George E. Davis
George E. Davis. Courtesy "Chemistry & Industry" (1981).
Englishman George E. Davis (1850–1906) is generally credited with initiating the concept of chemical engineering. The eldest son of a bookseller, Davis studied at the Slough Mechanics Institute and the Royal School of Mines in London (now part of Imperial College, London) and then headed north to work in the chemical industry around Manchester. Before he embarked on a career as a consulting engineer, he held various positions—one as an inspector for the Alkali Act of 1863, a very early piece of environmental legislation that required soda manufacturers to reduce the amount of hydrochloric acid gas vented into the atmosphere from their factories. Davis was also a moving spirit behind the formation of the Society of Chemical Industry (1881), which he had wanted to name the Society of Chemical Engineering.

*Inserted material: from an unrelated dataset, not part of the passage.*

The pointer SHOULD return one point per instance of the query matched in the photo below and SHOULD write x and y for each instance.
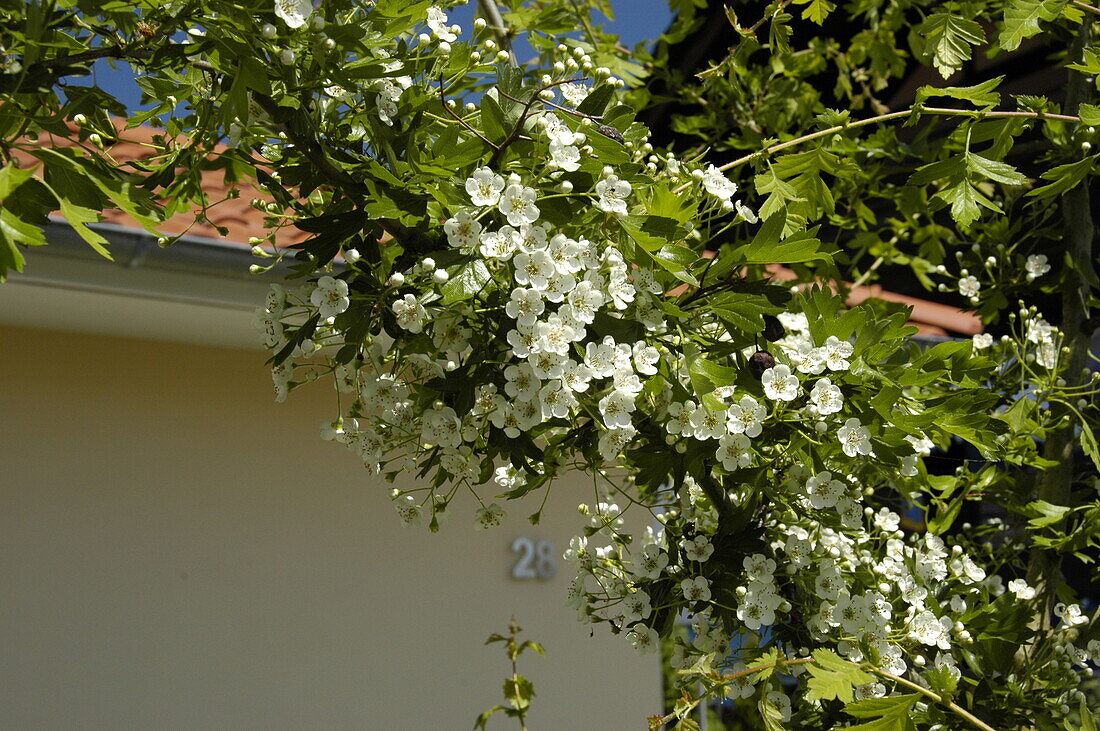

In 1887 Davis gave a series of 12 lectures at the Manchester School of Technology (now part of the University of Manchester), which formed the basis of his two-volume Handbook of Chemical Engineering (1901; revised 1904), the first of its kind. There were already industrial chemistry books written for each chemical industry—for example, alkali manufacture, acid production, brewing, and dyeing—and even a few overviews, but Davis was unique in organizing his text by the basic operations common to many industries—transporting solids, liquids, and gases; distillation; crystallization; and evaporation, to name a few—and heavily illustrating these with the plant machinery then available for purchase. Moreover, he was generous in providing real-life examples of the practices and problems of the chemical plant. During his busy consulting career Davis only taught the one lecture series; and so his handbook had to play the role of creating disciples. Evidently it did in the case of American professors like the Massachusetts Institute of Technology’s William H. Walker and Warren K. Lewis.